En la matière le pari de la négociation de loyers faibles relève
d'une dangereuse « cécité court-termiste ». Les clubs profitant de tels
loyers vivent avec, sur leur tête, l'épée de Damoclès d'une remise en
cause s'accompagnant d'une réévaluation significative pour le futur et
d'une action en restitution du rabais indu pour le passé. Il est
d'ailleurs difficilement envisageable que, dans le cadre d'une cession,
l'acquéreur du club ne demande pas sur ce point une garantie de passif
au vendeur.
En la matière il est probable que les conditions d'occupation
négociées entre la Ville de Bordeaux et le club des girondins
constituent une référence pour l'avenir.
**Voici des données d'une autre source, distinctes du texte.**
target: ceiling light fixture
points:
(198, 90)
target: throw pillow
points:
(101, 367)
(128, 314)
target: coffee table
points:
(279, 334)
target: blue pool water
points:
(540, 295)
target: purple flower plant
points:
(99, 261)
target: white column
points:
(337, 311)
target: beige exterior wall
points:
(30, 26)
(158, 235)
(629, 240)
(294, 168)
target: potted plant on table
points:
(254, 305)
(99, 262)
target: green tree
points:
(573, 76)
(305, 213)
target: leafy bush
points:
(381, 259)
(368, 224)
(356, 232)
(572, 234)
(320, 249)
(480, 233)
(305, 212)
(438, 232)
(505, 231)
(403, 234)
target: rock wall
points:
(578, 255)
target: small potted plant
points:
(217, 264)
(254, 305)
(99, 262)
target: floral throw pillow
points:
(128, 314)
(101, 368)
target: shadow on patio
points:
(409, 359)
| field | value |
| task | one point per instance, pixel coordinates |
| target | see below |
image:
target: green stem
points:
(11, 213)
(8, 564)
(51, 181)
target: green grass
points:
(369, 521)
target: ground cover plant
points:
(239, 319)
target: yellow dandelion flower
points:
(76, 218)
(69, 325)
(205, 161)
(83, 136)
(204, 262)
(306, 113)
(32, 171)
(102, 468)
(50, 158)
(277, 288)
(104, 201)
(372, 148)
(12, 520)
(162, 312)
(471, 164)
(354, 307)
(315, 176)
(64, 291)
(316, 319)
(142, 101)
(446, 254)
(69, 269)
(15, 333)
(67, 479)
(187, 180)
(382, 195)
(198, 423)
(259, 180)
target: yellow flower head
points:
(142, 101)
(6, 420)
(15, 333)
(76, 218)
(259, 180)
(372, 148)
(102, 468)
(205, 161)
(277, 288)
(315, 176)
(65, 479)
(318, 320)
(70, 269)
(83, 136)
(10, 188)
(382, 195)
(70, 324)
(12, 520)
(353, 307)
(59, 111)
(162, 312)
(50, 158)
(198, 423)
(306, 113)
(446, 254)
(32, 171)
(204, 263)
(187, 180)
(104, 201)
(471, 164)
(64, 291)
Les parties se sont engagées
dans un contrat de 30 ans avec 20 M€ de loyer initial et 3,85 M€ par an
de part fixe, plus une part variable assise sur le chiffre d'affaires
billetterie et des garanties de paiement apportées par l'actionnaire du
club.
A l'occasion de la dernière journée de Ligue 1, l'inauguration du
nouveau Stade de Bordeaux sera l'occasion de rappeler qu'au-delà des
critiques parfois hâtives et de mauvaise foi, le PPP aura permis une
importante rénovation du parc des stades français avec des réalisations
de qualité et un respect des délais.
Le projet bordelais est en la matière emblématique : qualité
architecturale et fonctionnelle du stade, respect des délais et des
coûts, intelligence des acteurs avec un accord financier entre la Ville
et un club qui a compris :
- d'une part que s'il ne s'engageait pas
dans la réalisation du Stade (ce qui n'est pas son métier),
l'exploitation hors match pouvait ne pas lui échoir mais qu'il n'y avait
pas nécessairement là un enjeu compte-tenu du caractère
non-transposable des exemples étrangers,
- d'autre part qu'il
convenait de supporter un loyer économiquement raisonnable parce que les
gains comptables à court terme n'étaient que des mirages compte-tenu du
risque qu'ils comportaient.
Faute d'avoir porté un nouveau modèle qui aurait véritablement permis
aux clubs de maitriser la conception, la réalisation et l'exploitation
du Stade, comme a pu le faire JM Aulas, les instances du football
peuvent-elles raisonnablement aujourd'hui contester le PPP qui a permis
la livraison des stades dans les délais imposés par l'UEFA.
Peuvent-elles sérieusement le contester alors qu'elles ont voulu cette
candidature ? Doit-on les entendre alors qu'est livré le Nouveau Stade
de Bordeaux à la plus grande satisfaction du Président des Girondins.